Sozialgericht erkennt Amokfahrt des Ex-Mannes als Arbeitsunfall an
Die schwere Verletzung einer Blumenhändlerin durch die Amokfahrt ihres Ex-Mannes in ihren Blumenstand stellt nach Auffassung des Sozialgerichts (SG) Berlin einen versicherungsrechtlichen Arbeitsunfall dar. Im Ausgangsfall war der ehemalige Ehemann mit einem gemieteten Kleintransporter in den Stand der Frau gerast und hatte sie lebensgefährlich verletzt.
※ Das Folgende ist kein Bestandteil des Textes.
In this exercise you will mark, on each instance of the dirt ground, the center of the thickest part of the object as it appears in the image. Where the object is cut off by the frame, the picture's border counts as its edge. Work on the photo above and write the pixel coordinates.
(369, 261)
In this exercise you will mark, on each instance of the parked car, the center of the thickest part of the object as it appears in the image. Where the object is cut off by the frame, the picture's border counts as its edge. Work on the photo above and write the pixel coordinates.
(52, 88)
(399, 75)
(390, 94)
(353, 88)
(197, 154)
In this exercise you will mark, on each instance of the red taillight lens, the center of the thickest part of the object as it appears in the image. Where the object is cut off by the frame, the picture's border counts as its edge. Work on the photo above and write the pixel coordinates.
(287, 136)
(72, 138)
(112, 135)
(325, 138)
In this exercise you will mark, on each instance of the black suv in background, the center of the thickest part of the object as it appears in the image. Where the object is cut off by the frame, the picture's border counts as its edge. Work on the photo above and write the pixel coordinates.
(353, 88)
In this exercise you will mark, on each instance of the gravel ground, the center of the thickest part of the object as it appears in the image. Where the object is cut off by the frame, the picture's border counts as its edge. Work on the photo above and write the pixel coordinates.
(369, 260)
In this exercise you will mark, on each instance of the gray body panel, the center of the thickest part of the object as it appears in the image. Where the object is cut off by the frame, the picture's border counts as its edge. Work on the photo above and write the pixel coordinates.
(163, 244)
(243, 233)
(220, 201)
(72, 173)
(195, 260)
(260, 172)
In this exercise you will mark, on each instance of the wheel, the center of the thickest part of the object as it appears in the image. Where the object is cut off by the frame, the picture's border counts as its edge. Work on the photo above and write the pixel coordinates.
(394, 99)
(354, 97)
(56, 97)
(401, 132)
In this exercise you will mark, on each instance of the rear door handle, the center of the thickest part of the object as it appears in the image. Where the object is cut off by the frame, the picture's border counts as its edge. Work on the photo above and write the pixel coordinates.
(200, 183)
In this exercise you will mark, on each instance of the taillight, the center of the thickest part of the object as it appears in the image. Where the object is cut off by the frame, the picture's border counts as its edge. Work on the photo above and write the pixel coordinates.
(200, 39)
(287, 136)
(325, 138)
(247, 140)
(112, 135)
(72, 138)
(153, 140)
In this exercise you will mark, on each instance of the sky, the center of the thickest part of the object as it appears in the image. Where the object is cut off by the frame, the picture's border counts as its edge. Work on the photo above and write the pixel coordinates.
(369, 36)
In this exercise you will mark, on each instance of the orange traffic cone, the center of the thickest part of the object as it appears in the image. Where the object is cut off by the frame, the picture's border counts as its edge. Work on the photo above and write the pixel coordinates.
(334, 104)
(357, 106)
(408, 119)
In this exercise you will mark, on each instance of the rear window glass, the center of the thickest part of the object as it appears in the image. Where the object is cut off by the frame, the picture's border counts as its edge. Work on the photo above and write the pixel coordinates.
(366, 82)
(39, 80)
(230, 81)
Wenige Stunden zuvor hatte der Täter bereits versucht, auch seine aktuelle Lebensgefährtin zu erstechen. Nach seiner Verhaftung beging der Täter im Untersuchungsgefängnis Selbstmord. Die beklagte Berufsgenossenschaft lehnte die Anerkennung eines Arbeitsunfalls ab. Es habe sich um einen rein privaten Konflikt gehandelt, ursächlicher Zusammenhang zwischen der beruflichen Tätigkeit der Klägerin und dem Vorfall bestehe nicht. Die Blumenhändlerin klagte vor dem Sozialgericht.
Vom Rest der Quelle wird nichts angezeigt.